Great attention has been played to detail in the look and feel of the movie. Even the structures have that beaten up, sepia tinted well-worn look. Dress and style are impeccable and the scenery is beatuifully bleak and harsh. When Plainview promises to build a school for the town saying that the children are the future you get teh feeling he is a slick politician as well as a ruthless business man.

And then there is the church. The most intense conflict of the movie has its nexus in the headbutting between Plainview and Sunday which translates into a conflict between the church and the developer. Money and religion, to put it plainly. But it seems to be more than that. Whatever is going on between Sunday and Plainview seems personal. At one point Plainvew cynically allows himself to be baptised in order to seal a deal for access to some land. He later forces the preacher Sunday to renounce his God in order to make money off the only piece of land in the area Plainview does not own. There’s a lot of threats and tit-for-tat between Plainview and Sunday.

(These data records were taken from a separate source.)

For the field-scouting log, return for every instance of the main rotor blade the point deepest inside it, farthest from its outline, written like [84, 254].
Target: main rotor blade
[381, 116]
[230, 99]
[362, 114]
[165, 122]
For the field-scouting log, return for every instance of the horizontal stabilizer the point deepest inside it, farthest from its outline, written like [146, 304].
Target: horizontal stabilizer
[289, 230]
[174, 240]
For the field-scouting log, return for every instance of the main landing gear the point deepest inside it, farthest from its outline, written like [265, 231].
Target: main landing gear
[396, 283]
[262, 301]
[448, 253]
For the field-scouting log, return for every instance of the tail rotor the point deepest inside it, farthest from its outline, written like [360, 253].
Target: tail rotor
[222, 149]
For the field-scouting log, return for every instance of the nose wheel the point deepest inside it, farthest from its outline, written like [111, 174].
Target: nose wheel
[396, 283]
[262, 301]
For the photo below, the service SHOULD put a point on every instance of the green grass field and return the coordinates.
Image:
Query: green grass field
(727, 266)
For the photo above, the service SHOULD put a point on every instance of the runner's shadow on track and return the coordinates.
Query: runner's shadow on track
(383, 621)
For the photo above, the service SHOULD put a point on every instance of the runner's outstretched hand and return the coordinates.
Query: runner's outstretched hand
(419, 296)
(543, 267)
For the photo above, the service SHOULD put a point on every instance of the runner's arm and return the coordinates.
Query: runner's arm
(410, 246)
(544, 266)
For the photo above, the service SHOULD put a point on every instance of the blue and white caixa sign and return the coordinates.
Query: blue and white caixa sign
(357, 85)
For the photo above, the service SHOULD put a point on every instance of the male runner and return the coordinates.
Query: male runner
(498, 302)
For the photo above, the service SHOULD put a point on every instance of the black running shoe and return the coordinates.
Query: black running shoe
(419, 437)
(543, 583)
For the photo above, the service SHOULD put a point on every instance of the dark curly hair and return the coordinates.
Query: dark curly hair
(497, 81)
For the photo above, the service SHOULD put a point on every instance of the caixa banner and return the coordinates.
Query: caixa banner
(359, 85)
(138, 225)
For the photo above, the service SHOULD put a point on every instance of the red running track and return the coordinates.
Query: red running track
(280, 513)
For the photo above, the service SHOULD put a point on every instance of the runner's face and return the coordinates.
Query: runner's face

Loosely based on Upton Sinclair’s novel “Oil” the movie is very ambitious and makes good use of its epic running time of two and a half hours. It shows the paranoia and lack of empathy of Plainvew in all its glory, the greed and oportunism of the oil developers as well as well as those who get swept up in its wake. Day-Lewis delivers a mesmerising performance as usual, complete with odd speech patterns and a distinct walk and all the rest. Perhaps I am a little spoiled when it comes to Day-Lewis in general.

But, I find I have reservations. Day-Lewis and Dano both seem to have a little too much fun at times. They have been given pretty free reins as far as I can tell, and it’s not that I don’t enjoy their encounters, but at times they seem a little over the top. It’s not that they are in any way bad, per se, but something about them seems a little off. I don’t know if it is just the sudden explosions of emotion that stick like a bone after all the calmly observed action.

I don’t really feel there’s much character development either. Plainview starts out a bastard and remains a bastard to the end. He one-ups himself in being a bastard, but that’s about it. Sunday is a creep. He keeps on being a creep. H.W. grows up, and as could be expected from his step father’s complete rejection of him after he turns deaf in an accident, rejects Plainview and goes off with his wife to set up business for himself. No anagnorisis. No great peripeteia. Just business as usual.

I don’t mean to convey the message that I didn’t manage to enjoy myself. I don’t know what I was expecting, but somehow I felt there was something missing. And as for the music it was frankly overbearing at times and that always annoys me.

Good stuff, but not quite as good as it thinks it is, or as good as it could be.